The tank will take four months to be functional. Residents said they hope it will hold enough water to be able to meet their day-to-day requirements. Though the area has two water tanks, with a combined capacity of 31 lakh litres, both are located in block B.
“While blocks D and E get water from Huda’s (Haryana urban development authority) main line, residents of blocks A, B, C and F rely on the tank in block B to meet their needs. The new tank, once set up, will take the load off the Huda and the block B tank,” Sunil Goswami, of DLF phase1, Block E, said.
Anupam Sharma, another resident said, “We have been raising this issue (water scarcity) for the last five years. There are days during peak summer when we don’t get water for days.
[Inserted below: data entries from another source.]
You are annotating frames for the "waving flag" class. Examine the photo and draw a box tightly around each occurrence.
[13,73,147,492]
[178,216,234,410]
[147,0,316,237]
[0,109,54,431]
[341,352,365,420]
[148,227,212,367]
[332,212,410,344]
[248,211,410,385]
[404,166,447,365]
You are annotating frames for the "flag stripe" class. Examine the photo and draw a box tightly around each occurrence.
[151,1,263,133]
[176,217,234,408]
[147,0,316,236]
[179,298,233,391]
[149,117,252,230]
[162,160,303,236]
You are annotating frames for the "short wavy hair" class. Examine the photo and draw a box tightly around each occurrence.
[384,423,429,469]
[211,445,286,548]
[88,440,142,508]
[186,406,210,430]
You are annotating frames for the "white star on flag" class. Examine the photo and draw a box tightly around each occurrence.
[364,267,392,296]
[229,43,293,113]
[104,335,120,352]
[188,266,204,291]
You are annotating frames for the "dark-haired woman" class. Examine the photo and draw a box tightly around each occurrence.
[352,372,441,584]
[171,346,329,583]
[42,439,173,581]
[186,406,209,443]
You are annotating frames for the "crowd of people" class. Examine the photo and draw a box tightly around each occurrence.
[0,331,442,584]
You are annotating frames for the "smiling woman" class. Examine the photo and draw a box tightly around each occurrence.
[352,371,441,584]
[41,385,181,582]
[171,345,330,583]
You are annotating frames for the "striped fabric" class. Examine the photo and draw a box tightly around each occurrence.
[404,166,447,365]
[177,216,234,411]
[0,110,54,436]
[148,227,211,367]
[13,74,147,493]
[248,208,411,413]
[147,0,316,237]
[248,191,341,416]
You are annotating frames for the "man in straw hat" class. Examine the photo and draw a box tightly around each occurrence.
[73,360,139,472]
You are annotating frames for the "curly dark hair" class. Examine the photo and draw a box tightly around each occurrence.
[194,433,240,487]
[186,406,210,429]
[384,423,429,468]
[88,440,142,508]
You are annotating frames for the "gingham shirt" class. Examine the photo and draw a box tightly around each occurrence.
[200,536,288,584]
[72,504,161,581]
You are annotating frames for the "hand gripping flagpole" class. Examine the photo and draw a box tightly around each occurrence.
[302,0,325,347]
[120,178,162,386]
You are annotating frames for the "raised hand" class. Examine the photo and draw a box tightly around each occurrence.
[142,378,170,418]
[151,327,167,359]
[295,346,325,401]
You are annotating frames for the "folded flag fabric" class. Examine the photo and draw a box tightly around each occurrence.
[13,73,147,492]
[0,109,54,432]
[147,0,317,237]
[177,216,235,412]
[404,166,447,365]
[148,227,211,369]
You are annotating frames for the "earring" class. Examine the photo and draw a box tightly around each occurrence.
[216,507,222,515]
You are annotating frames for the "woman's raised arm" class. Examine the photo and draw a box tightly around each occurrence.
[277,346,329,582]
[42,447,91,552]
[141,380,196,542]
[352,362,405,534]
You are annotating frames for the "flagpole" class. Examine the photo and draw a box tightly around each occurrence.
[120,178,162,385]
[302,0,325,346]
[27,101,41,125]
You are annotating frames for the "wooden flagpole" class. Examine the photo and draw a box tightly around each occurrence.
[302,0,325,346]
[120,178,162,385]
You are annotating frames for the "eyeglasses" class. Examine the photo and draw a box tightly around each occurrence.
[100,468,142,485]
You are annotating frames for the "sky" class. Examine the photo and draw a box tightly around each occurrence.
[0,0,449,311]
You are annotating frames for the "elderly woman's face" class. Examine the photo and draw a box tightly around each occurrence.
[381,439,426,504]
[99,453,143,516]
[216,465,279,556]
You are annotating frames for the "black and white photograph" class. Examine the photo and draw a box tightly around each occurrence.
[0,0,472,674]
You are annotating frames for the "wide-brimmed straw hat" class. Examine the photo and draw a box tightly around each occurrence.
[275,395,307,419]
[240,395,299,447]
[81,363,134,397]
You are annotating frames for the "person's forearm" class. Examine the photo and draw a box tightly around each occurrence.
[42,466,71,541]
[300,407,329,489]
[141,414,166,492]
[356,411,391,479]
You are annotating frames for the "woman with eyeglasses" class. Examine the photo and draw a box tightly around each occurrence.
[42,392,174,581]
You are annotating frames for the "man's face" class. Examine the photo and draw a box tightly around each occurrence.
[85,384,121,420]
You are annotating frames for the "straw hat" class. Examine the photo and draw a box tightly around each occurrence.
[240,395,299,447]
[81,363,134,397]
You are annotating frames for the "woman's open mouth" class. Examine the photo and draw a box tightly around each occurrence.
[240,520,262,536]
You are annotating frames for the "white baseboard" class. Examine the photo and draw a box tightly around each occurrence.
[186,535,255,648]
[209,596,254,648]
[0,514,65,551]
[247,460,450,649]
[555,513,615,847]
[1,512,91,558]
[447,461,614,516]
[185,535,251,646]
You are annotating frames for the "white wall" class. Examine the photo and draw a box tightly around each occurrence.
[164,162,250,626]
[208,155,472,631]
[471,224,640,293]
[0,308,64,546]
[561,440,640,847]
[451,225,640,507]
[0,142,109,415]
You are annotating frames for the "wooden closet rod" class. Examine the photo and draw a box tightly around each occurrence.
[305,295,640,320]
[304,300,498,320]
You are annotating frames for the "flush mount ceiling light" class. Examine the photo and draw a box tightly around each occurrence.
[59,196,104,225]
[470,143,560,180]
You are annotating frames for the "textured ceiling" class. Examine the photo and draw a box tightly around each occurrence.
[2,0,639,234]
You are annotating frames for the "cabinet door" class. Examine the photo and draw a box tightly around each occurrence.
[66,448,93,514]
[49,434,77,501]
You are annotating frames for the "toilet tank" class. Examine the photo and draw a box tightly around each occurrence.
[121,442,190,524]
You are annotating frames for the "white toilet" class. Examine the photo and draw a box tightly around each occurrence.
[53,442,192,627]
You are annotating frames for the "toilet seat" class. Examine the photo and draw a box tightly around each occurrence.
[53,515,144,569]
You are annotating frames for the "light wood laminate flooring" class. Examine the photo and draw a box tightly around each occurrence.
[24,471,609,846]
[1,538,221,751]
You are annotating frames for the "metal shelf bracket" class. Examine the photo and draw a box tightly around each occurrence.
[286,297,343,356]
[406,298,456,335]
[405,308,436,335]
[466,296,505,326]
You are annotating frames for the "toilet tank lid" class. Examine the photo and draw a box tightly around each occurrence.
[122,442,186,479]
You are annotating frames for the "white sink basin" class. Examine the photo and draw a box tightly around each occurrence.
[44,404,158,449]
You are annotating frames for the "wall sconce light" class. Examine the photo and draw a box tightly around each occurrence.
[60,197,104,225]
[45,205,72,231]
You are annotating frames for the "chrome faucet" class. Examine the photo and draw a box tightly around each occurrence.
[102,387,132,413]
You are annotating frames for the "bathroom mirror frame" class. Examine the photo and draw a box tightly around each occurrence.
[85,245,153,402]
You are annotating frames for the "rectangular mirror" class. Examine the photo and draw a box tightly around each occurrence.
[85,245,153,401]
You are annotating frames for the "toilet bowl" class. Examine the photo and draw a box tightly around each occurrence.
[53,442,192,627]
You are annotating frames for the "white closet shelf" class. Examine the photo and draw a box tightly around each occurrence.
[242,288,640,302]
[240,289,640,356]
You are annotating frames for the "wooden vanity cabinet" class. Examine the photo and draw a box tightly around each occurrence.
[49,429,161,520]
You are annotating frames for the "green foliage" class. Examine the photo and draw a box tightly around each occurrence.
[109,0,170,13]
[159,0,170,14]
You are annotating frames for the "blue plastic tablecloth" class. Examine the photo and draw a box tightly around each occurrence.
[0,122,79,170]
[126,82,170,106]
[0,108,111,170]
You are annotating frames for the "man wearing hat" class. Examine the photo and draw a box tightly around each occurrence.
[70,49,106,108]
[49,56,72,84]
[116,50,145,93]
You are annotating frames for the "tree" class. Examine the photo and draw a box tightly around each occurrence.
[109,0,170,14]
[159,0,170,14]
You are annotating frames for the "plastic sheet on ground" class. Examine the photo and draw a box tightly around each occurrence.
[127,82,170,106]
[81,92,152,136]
We have been living a nightmare and had to depend on private tankers to meet our needs.”
Rama Rani Rathee, municipal councillor of ward No. 34, said, “This tank will provide enough water for residents during the summer. The tank is being built by DLF at a cost of around ₹1.5 crore.”
A report released by the Directorate of Town and Country Planning (DTCP) last year in June said Gurgaon will have a population of 69 lakh by 2031, up from the projected 43 lakh, once the proposed Transit Oriented Development policy comes into effect. Currently, the city’s demand for water is 51% higher than supply, according to a Central Public Health and Environmental Engineering Organisation report released in May, 2016.
The numbers paint a grim picture and experts stressed on the need to conserve groundwater and for the government to explore alternative sources to arrest the supply shortfall.